Tag Archives: juvenile detention

Richard Ross: Juvenile In Justice

Photo: Richard Ross

Photo: Richard Ross

I’ve been locked up for 21 months. I haven’t been sentenced yet. —D.P., age 16 Bridges Juvenile Center (Spofford), Bronx, New York, a secure detention facility built in 1957 with a maximum capacity of 75 kids, closed March 2011.

Photo: Richard Ross

Photo: Richard Ross

A 12-year-old juvenile in his windowless cell at Harrison County Juvenile Detention Center in Biloxi, Mississippi, operated by Mississippi Security Services, a private company. There is currently a lawsuit against MSS that forced it to reduce the center’s population. An 8:1 inmate to staff ratio must now be maintained.

The above images and text are from Richard Ross’ incredible “Juvenile In Justice” photography series, which was recently published in a book and currently on display in a touring gallery show.

This week we have Pete Brook visiting our class to join in the detention center workshop and present on his work back at PNCA. In honor of Pete’s work on prison photography (see more about that here), I wanted to post about photographer Richard Ross’ striking — and particularly relevant to our class — work in this field. Ross’ photographs observe and capture the stark, solitary moments of life in detention… the moments that even we who visit the facilities do not see. The moments of boredom, loneliness, and confinement that likely dominate the daily lives of these young people.

Ross describes the Juvenile In Justice project thus: “Juvenile In Justice is a project to document the placement and treatment of American juveniles housed by law in facilities that treat, confine, punish, assist and, occasionally, harm them.”

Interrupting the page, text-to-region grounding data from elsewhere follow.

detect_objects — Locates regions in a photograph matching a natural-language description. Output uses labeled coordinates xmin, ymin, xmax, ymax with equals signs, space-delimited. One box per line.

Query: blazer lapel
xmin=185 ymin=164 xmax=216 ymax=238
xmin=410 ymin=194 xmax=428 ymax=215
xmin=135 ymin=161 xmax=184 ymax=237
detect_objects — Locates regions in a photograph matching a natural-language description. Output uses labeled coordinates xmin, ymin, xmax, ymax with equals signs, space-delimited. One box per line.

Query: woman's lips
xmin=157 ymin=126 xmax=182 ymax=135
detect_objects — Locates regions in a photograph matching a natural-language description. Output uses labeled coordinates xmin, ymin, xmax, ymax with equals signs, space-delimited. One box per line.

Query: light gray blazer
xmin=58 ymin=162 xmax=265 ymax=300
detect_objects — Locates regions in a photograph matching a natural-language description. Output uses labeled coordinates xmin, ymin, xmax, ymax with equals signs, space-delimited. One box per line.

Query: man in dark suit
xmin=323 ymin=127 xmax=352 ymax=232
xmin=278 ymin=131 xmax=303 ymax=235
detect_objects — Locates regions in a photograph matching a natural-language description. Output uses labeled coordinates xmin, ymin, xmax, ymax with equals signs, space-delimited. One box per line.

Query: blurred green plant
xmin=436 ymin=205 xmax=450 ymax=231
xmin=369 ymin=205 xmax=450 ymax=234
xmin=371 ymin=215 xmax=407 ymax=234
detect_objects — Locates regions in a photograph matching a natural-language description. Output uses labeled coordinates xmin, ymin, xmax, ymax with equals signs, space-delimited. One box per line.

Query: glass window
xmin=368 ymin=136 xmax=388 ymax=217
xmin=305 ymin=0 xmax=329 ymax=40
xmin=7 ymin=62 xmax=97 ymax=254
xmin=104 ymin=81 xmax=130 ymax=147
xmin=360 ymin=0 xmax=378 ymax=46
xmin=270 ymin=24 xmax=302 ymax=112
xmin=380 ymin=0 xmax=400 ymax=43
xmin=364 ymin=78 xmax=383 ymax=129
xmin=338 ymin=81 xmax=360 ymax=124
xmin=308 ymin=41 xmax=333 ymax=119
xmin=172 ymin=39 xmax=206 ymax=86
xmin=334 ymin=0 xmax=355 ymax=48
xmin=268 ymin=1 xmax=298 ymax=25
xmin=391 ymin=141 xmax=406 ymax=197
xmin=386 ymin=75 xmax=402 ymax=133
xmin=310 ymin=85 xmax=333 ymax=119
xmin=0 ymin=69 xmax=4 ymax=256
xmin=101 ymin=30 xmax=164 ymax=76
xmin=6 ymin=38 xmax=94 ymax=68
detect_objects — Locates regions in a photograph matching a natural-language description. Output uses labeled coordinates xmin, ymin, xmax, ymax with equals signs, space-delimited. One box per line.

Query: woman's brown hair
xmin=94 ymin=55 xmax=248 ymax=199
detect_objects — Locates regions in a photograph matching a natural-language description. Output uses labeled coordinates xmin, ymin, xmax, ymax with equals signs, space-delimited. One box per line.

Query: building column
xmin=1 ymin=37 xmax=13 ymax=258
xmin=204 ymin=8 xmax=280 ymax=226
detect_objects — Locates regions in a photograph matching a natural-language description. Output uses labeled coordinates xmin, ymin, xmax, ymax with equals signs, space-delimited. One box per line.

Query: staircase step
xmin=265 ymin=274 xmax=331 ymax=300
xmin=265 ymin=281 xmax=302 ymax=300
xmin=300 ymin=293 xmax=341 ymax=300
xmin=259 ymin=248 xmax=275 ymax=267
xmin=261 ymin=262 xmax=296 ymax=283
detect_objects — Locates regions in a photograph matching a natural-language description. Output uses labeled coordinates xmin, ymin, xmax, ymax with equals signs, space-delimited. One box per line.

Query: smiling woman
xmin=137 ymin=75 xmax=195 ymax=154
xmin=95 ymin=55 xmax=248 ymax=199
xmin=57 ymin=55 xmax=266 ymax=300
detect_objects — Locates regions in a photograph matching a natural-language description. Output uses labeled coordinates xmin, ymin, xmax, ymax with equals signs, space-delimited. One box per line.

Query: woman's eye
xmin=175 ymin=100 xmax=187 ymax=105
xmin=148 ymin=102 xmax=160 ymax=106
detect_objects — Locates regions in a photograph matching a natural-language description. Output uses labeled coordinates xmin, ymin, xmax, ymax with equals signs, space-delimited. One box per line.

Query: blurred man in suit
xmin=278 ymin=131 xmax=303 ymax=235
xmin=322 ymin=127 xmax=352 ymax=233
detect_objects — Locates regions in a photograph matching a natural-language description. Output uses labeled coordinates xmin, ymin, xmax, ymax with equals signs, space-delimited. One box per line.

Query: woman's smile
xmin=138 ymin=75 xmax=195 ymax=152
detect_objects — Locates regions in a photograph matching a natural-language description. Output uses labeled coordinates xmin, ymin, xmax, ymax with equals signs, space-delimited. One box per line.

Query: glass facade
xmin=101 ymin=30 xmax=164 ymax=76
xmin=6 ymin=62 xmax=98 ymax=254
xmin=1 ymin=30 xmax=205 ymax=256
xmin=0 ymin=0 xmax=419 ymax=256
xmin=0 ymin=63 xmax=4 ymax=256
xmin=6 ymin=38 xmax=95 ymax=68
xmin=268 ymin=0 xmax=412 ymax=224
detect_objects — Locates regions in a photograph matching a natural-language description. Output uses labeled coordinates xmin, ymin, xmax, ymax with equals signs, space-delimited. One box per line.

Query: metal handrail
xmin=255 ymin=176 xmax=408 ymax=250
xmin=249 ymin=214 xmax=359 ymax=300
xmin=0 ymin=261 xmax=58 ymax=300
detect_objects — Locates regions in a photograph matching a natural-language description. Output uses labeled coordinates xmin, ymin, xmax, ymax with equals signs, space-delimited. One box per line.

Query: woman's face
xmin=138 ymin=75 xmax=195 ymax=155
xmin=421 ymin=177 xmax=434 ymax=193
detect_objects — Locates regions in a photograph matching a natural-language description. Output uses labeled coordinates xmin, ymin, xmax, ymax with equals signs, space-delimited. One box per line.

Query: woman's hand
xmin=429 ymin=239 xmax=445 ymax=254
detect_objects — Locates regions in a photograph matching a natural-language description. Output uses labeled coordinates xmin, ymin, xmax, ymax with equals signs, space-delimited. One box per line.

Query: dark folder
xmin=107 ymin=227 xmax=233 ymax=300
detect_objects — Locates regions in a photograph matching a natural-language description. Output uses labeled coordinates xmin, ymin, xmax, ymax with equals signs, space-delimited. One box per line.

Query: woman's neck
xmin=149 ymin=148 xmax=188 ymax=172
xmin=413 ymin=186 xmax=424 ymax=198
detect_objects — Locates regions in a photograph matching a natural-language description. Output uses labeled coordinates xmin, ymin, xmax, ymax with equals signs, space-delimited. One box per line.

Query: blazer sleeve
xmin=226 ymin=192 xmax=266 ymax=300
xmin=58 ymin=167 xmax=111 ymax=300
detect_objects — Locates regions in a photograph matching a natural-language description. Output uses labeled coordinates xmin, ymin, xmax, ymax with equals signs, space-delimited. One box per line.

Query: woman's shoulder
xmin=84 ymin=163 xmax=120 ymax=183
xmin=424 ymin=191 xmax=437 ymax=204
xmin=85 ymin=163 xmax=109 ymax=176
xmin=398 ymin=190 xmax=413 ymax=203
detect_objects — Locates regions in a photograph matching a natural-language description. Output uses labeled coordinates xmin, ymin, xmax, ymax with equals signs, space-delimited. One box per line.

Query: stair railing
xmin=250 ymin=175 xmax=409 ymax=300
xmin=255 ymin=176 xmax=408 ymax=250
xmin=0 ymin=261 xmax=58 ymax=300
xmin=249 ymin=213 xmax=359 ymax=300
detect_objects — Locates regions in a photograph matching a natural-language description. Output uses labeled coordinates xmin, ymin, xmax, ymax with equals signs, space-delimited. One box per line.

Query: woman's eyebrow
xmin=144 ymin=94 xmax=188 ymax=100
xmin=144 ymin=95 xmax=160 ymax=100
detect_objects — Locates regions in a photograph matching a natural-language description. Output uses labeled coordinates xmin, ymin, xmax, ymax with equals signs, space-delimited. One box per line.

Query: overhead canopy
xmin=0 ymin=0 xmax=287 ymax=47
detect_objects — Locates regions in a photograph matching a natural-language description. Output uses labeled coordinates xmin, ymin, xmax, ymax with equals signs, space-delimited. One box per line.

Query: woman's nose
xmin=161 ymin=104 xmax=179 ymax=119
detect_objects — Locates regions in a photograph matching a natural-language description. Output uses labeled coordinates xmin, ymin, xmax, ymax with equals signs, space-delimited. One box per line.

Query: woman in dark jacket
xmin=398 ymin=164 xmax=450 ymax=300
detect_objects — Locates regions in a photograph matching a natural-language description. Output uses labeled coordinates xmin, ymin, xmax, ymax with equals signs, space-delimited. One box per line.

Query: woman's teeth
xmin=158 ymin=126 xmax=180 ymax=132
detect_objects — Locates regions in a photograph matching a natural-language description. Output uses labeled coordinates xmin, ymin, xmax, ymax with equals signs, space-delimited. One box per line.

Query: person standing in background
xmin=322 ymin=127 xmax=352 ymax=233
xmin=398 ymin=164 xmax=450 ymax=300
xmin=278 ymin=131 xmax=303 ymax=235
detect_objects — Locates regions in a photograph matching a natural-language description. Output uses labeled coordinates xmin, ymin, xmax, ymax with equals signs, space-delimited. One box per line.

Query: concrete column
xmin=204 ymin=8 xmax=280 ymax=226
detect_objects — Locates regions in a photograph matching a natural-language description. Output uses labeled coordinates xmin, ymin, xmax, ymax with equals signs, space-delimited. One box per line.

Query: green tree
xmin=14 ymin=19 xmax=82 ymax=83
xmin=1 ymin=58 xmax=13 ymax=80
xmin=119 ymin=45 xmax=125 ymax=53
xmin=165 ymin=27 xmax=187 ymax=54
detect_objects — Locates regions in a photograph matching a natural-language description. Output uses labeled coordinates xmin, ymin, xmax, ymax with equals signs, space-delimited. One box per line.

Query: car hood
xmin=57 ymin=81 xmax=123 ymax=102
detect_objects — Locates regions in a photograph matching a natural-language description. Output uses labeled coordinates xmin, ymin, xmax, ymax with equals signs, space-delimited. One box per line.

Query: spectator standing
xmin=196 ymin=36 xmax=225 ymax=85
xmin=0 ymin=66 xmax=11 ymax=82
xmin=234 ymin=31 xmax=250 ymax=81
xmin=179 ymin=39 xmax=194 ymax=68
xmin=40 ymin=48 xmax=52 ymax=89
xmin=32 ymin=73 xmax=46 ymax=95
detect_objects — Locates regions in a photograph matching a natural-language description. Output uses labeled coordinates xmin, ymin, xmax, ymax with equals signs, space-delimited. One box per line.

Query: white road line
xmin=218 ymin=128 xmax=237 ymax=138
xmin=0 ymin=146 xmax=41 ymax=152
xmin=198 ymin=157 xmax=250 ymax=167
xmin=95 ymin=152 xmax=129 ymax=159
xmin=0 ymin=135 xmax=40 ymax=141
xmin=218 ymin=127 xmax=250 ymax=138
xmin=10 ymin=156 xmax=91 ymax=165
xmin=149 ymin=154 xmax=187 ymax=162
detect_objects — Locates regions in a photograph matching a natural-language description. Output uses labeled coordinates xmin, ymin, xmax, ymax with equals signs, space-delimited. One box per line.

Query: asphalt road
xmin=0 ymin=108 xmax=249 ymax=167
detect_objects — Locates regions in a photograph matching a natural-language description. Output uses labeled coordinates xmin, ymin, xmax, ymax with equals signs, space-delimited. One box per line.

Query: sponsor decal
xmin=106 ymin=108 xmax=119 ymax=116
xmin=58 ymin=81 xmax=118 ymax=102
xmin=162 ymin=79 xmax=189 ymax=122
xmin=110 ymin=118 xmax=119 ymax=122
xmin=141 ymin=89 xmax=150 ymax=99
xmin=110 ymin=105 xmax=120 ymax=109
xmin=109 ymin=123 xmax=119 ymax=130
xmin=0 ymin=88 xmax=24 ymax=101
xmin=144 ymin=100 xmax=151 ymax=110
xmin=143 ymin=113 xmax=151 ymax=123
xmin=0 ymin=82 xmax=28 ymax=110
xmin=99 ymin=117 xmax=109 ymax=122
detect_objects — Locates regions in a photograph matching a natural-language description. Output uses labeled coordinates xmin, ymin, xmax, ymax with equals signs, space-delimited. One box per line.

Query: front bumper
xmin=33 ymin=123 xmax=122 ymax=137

The New York Times wrote, in a review of his show at Ronald Feldman Fine Arts in New York City last winter:

The prisons in the photographs are often clean, plain, almost blank spaces, not all that different from contemporary art galleries and, it would seem, similarly conceived, though with different dynamics of power. The white-box gallery is intended as a timeless, cultureless space that gives forceful visibility to the art contained in it. The prisons are designed to throw figures of prisoners — in their Mondrian-red or yellow or black-striped uniforms — into sharp, surveillable relief and to disempower them through a kind of cultural neutralizing.

Breaking the pictures’ pristine look are the texts that accompany them, in which the young people photographed — all faces are obscured — speak of early abuse, material deprivation and emotional disturbance, realities that jail is likely to extend and exacerbate.

Conceptually, the show is a sobering trip down the dead-end street that is America’s prison system. Visually, it’s as gripping as any art around, and, in Mr. Ross’s book, comes with a memorable epigraph by Booker T. Washington: “The study of art that does not result in making the strong less willing to oppose the weak means little.”

I urge you to explore more of Richard Ross’ work at his website.

Photo: Richard Ross

Photo: Richard Ross

I’m doing my “seg time.” I spend all day and all night in here. No mattress, no sheets, and I get all my meals through this slot. — J., age 16, in a segregation cell in South Bend Juvenile Correctional Facility, South Bend, Indiana.